The Lyttelton Port of Christchurch (LPC) has released its “long-term vision” for the earthquake-damaged facility, which does not include a commitment to the rebuilding of a cruise terminal unless it is externally funded.
Estimated to cost NZ$1billion, the Port Lyttelton Plan acknowledges the positive impact of cruising on the local economy but includes no investment in a dedicated cruise berth.
“On current financial returns it does not work,” LPC chief executive Peter Davie told TD Cruise Update this morning.
But he said a final decision had not been made, and the company had a “place holder” for a berth.
“We will engage with the industry to see how it could be funded,” Davie said.
Now available online, the plan states: “We are considering how to cater for cruise ships in a commercially sustainable way that does not significantly impact on the port’s core services.”
Part of the proposal involves “looking at Inner and Outer Harbour development options” as Cashin Quay is no longer an option due to its full-time use for container ships since the 2011 earthquake.
Expected to take up to 30 years to complete, the proposed project would see the port reclaim land to the east for a larger container terminal, while the western side could provide a marina and commercial development open to the public.

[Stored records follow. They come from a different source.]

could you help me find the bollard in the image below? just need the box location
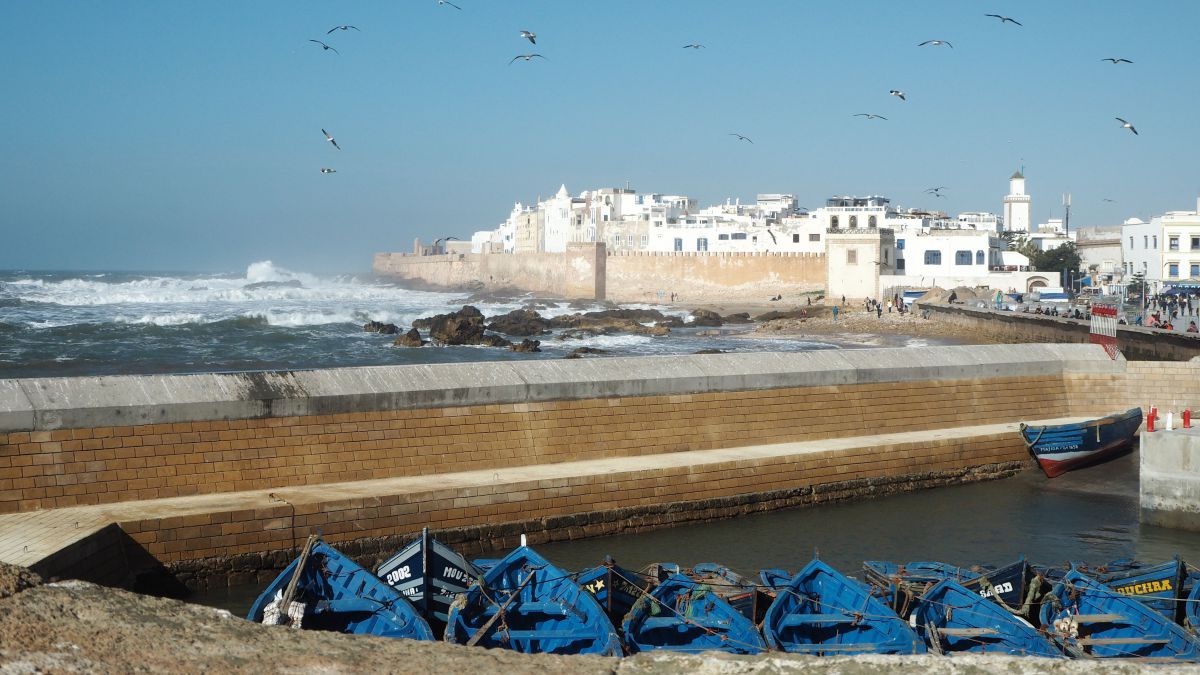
[1148,411,1156,432]
[1186,409,1192,429]
[1167,411,1175,431]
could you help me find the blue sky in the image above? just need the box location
[2,0,1196,274]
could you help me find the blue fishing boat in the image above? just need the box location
[576,556,652,628]
[763,559,925,655]
[622,571,767,654]
[913,578,1061,657]
[688,562,773,624]
[1040,569,1200,659]
[760,568,793,591]
[1080,556,1188,623]
[444,545,622,656]
[247,535,435,640]
[865,558,1038,619]
[376,528,482,636]
[1020,408,1142,478]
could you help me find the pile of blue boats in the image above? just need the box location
[246,530,1200,660]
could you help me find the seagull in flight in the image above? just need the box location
[889,89,906,101]
[509,53,547,64]
[322,128,341,150]
[925,186,947,196]
[1102,57,1133,64]
[985,14,1022,26]
[853,113,888,120]
[326,25,360,34]
[918,40,953,48]
[683,43,705,49]
[308,39,339,55]
[437,0,462,9]
[320,168,337,174]
[1102,198,1116,203]
[520,30,536,44]
[729,133,753,144]
[1115,117,1138,135]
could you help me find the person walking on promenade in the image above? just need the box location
[876,303,883,318]
[832,305,839,321]
[887,299,893,313]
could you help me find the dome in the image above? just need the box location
[1011,170,1024,180]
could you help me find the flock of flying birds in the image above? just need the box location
[309,6,1141,181]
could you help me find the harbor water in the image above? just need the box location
[193,448,1200,617]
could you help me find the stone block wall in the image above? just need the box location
[603,251,824,304]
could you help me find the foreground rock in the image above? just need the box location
[0,562,41,599]
[364,320,400,335]
[565,347,607,359]
[487,309,553,336]
[393,328,426,348]
[413,306,511,347]
[510,339,542,353]
[0,572,1171,673]
[688,309,724,327]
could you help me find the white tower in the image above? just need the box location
[1003,170,1032,233]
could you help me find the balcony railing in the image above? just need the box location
[825,227,895,235]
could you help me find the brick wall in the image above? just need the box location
[0,375,1069,514]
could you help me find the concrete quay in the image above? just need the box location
[5,341,1190,591]
[1141,427,1200,531]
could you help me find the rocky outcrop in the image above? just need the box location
[487,309,553,336]
[754,309,811,322]
[722,312,752,323]
[688,309,723,327]
[393,328,426,348]
[510,339,542,353]
[693,349,727,355]
[363,320,400,335]
[564,347,607,359]
[0,562,41,600]
[413,306,510,347]
[549,311,672,337]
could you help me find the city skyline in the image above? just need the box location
[2,0,1196,274]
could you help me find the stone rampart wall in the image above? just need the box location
[0,345,1113,514]
[603,251,824,304]
[372,243,602,299]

“To simply repair or rebuild what was there would be a failure on our part – we must ensure that we are able to continue to meet the needs of the region now and in the future,” Davie said.
LPC is actively seeking feedback from the public and key stakeholders, with concerns already raised by local tourism bodies such as Cruise New Zealand and Christchurch & Canterbury Tourism.
The NZ tourism industry is expected to present an economic report to the port & Christchurch City Council in coming weeks.